The coming weeks we introduce you to about 25 different natural health teas (without added flavours and other additives). Here the second part of the introduction. All teas at Yum Eat Cafe are served in-fusion.
The three main varieties of the tea plant, China, Assam and Cambodia, each occur in their most distinct form at the extremes of the fan-shaped area. There are an infinite number of hybrids between the varieties, such as crosses can be seen in almost any tea field.
The China variety, a multi-stemmed bush growing as high as 9 feet (2.75 metres), is a hardy plant able to withstand cold winters and has an economic life of at least 100 years. When grown at an altitude near that of Darjeeling and Ceylon, it produces teas with valuable flavour during the season’s second flush or growth of new shoots.

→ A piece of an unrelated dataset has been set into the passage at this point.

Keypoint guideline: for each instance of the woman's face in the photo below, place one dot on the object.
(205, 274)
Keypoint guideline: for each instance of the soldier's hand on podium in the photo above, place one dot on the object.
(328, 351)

The Assam variety, a single-stem tree ranging from 20 to 60 feet (6 – 18 metres) in height and including several sub-varieties, has an economic life of 40 years with regular pruning and plucking. The tea planter recognizes five main sub-varieties: the tender light-leaved Assam, the less tender dark-leaved Assam, the hardy Manipuri and Burma types, and the very large leaved Lushai. In Upper Assam, the dark-leaved Assam plant, when its leaves are highly pubescent, produces very fine quality “golden tip” teas during its second flush. (The Chinese word pekho, meaning “white hair” or “down””, refers to the “tip” in tea, which is correlated with quality.)
The Cambodia variety, a single-stem tree growing to about 16 feet (5 metres) in height, is not cultivated but has been naturally crossed with other varieties.
The mature leaves of the tea plant, differing in form according to variety , range from 1 – 10 inches (3.8 – 25 cm) in length, the smallest being the China variety and the largest sub-variety. In harvesting, or plucking, the shoot removed usually includes the bud and the two youngest leaves. The weight of 2 000 freshly plucked China bush shoots may be one pound (454 g); the same number of Assam shoots may weigh two pounds (908 g). Tea leaves may be serrated, bullate, or smooth; stiff or flabby; the leaf pose ranges from erect to pendant; and the degree of pubescence varies widely from plant to plant.